(Washington, DC) – The Institute of Scrap Recycling Industries (ISRI) submitted comments to the World Trade Organization (WTO) in response to notifications made by the Government of China on November 15 regarding proposed scrap import standards. ISRI supports the Chinese Government’s strategy to improve the environment and encourage sustainable recycling. However, ISRI is concerned that the draft standards, if implemented, will lead to extensive disruptions in global supply chains because the proposed standards are not in line with the globally recognized ISRI Specifications and lack specific guidance for exporters.
In the submission, ISRI President Robin Wiener requests specific, written guidance on the definition of “other carried waste,” suggests that the allowable percentages align with ISRI Specifications and requests more time to allow for global suppliers to understand the regulations for adequate compliance.
“ISRI understands that at the heart of China’s approach with the proposed GB standards is an effort to identify what is 'garbage' so that China can rightfully prevent such material from entering the country,” wrote Wiener in the submission. “We suggest the Chinese Government revise its GB standards to very specifically define what is intended to be minimized in terms of the percentages listed, giving particular attention to distinguishing between unusable trash that should have gone to a landfill and recyclable materials.”
Wiener notes, “Each proposed GB standard also contains a catch-all restriction for 'other carried-wastes' with a set threshold for the allowable percentage by weight. It is this last restriction that has raised concerns within ISRI and the global recycling industry as the percentages proposed are in many cases (but not all) out of line with global norms and established manufacturing tolerances.”

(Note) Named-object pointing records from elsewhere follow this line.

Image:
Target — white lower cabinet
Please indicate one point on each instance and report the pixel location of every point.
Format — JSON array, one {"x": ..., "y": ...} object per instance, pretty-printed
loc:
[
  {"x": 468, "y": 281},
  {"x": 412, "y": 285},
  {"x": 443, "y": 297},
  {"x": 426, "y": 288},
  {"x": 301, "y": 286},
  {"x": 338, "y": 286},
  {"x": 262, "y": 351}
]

“We anticipate additional questions about China’s scrap import regulations to arise as our industry tries to adapt to the regulatory changes and therefore we respectfully suggest an opportunity to meet with MEP, SAC, AQSIQ and other relevant authorities for a walk-through of the regulations, enforcement measures and other potential scenarios that could occur in the normal course of trade.”
“ISRI respectfully suggests that the Chinese Government delay its implementation of the proposed GB standards for a time period consistent with WTO guidelines. Extra time is required for recyclers to fully understand China’s changing scrap import regulations and to make the necessary changes to comply with these new rules.”
The full text of the comments can be read on ISRI’s website.
The Institute of Scrap Recycling Industries, Inc. (ISRI) is the "Voice of the Recycling Industry™." ISRI represents more than 1,100 companies in 21 chapters in the U.S. and 35 countries that process, broker, and consume scrap commodities, including metals, paper, plastics, glass, rubber, electronics, and textiles. With headquarters in Washington, DC, the Institute provides education, advocacy, safety and compliance training, and promotes public awareness of the vital role recycling plays in the U.S. economy, global trade, the environment and sustainable development. Generating nearly $117 billion annually in U.S. economic activity, the scrap recycling industry provides nearly half a million Americans with good jobs.